Investasi dalam transformasi agile sering kali gagal mencapai hasil yang diharapkan. Tingkat agility dalam suatu organisasi dapat dinilai melalui beberapa faktor, salah satunya adalah Lima Ciri Organisasi Agile dari McKinsey.
Jelas bahwa investasi dalam transformasi agile sering kali tidak mencapai hasil yang diharapkan. Lima Ciri Organisasi Agile yang dikutip dari McKinsey bisa dijadikan untuk bahan evaluasi (lihat gambar di bawah).
Hambatan Kerapuhan (Fragility)
Salah satu hambatan besar menuju agility adalah kerapuhan (fragility). Agility menuntut pertumbuhan dan pembelajaran yang berkelanjutan, termasuk kesediaan untuk menghadapi ketidakpastian. Individu yang agile menyambut perubahan dan siap untuk beradaptasi. Sebaliknya, kerapuhan merusak fleksibilitas dan ketahanan yang diperlukan untuk berkembang dalam lingkungan yang tidak pasti.
Dalam bukunya “Antifragile,” Nassim Taleb mengemukakan bahwa lawan dari kerapuhan bukanlah ketahanan, melainkan kemampuan untuk menjadi lebih kuat di bawah tekanan. Konsep ini, yang disebut “antifragile” atau anti kerapuhan, mengungkapkan pentingnya menghadapi tantangan sebagai jalan menuju pertumbuhan.
Mendorong Agility dan Menumbuhkan Ketahanan
Kerapuhan sering kali muncul di berbagai institusi, termasuk dalam dunia pendidikan, di mana siswa dilindungi dari kegagalan untuk menghindari kekecewaan. Namun, melindungi seseorang dari kesulitan justru menghambat perkembangan ketahanan. Martin Seligman, direktur Positive Psychology Center di University of Pennsylvania, menemukan bahwa banyak orang yang mengalami trauma justru berkembang menjadi lebih kuat, melalui apa yang disebut sebagai post-traumatic growth (pertumbuhan pasca-trauma).

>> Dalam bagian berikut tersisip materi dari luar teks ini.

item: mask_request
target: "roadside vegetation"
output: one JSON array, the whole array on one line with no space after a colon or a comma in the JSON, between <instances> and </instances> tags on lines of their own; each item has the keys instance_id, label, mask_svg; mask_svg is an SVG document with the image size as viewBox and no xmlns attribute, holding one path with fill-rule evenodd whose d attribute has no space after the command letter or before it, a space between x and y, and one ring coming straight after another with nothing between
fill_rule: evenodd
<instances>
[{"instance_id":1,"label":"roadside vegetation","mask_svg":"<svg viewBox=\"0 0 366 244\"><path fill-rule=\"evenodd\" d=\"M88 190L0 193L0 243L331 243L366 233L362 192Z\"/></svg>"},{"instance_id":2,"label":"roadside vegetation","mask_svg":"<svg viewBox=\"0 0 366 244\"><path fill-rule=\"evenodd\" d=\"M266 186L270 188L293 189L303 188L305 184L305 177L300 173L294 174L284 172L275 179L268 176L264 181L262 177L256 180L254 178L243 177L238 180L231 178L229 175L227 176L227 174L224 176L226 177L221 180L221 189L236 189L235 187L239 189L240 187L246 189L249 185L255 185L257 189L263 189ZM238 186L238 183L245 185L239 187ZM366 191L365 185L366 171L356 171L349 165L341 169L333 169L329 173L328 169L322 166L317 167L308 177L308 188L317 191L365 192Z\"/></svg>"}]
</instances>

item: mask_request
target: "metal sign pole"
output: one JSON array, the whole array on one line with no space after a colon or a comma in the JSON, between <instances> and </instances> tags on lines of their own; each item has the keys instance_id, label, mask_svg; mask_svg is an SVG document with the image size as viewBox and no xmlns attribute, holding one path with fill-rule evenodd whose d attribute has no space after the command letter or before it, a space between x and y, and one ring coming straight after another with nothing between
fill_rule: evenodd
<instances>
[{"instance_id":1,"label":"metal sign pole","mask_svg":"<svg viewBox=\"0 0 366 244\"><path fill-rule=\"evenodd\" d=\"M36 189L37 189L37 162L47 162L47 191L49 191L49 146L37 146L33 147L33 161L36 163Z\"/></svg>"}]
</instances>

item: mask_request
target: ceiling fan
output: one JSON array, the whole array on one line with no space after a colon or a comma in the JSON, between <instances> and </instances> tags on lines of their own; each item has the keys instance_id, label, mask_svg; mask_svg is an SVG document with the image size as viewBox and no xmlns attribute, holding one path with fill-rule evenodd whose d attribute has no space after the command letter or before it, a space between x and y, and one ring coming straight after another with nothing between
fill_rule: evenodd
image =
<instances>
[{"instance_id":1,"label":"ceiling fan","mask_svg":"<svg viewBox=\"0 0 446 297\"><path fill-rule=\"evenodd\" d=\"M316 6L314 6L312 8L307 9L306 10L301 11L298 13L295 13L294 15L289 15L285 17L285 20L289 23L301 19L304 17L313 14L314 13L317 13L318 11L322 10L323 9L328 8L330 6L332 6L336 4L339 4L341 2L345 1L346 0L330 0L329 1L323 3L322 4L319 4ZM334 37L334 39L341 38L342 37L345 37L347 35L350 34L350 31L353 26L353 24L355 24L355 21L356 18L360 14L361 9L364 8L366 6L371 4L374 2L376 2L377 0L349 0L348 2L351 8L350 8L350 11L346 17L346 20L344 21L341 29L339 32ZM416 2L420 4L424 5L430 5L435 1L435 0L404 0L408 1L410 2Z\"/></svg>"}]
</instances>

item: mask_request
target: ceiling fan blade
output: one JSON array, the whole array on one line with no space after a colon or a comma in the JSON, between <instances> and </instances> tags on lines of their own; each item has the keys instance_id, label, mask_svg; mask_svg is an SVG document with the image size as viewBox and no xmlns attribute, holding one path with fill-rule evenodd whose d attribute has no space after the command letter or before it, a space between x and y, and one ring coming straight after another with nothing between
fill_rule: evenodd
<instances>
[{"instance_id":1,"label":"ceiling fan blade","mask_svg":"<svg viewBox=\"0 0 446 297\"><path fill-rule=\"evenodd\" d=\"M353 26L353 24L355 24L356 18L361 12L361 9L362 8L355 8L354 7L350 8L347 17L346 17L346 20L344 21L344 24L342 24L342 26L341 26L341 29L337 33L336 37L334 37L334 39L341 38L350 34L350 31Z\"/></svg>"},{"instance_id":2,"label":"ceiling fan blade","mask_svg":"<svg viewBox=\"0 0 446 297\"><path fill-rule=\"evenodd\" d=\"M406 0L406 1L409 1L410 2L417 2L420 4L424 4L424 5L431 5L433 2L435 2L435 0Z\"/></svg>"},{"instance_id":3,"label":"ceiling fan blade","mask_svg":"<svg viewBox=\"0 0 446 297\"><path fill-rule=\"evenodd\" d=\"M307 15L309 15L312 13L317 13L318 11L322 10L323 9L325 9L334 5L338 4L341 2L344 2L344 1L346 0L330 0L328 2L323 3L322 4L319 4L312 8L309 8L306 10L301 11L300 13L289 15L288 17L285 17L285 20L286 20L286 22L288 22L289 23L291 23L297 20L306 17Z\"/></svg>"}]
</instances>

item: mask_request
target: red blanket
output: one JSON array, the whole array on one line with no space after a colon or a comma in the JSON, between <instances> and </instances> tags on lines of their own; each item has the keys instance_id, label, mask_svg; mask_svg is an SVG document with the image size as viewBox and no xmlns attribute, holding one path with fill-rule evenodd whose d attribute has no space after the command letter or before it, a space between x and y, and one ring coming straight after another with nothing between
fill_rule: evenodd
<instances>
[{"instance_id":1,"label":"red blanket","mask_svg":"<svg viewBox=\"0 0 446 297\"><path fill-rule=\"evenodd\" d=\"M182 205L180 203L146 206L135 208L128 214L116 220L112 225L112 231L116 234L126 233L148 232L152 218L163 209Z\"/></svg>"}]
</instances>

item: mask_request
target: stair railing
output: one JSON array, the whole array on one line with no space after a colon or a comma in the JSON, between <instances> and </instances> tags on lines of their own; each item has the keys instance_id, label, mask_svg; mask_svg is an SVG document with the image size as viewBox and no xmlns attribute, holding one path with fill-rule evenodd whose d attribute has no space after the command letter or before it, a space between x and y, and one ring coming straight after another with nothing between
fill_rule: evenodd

Fenomena ini menunjukkan bahwa menghadapi kesulitan dapat membangun ketahanan, yang pada akhirnya mendukung agility.
Sementara banyak organisasi berupaya menciptakan lingkungan kerja yang nyaman, sering kali menghindari tantangan justru menghambat pertumbuhan. Prinsip anti kerapuhan dan pertumbuhan melalui kesulitan ini juga diakui dalam pelatihan fisik dan olahraga, di mana usaha keras dan rasa sakit dari latihan mendukung kemenangan atletik. Hal yang sama berlaku di tempat kerja—menghindari ketidaknyamanan akan menghambat kemampuan untuk menjadi agile.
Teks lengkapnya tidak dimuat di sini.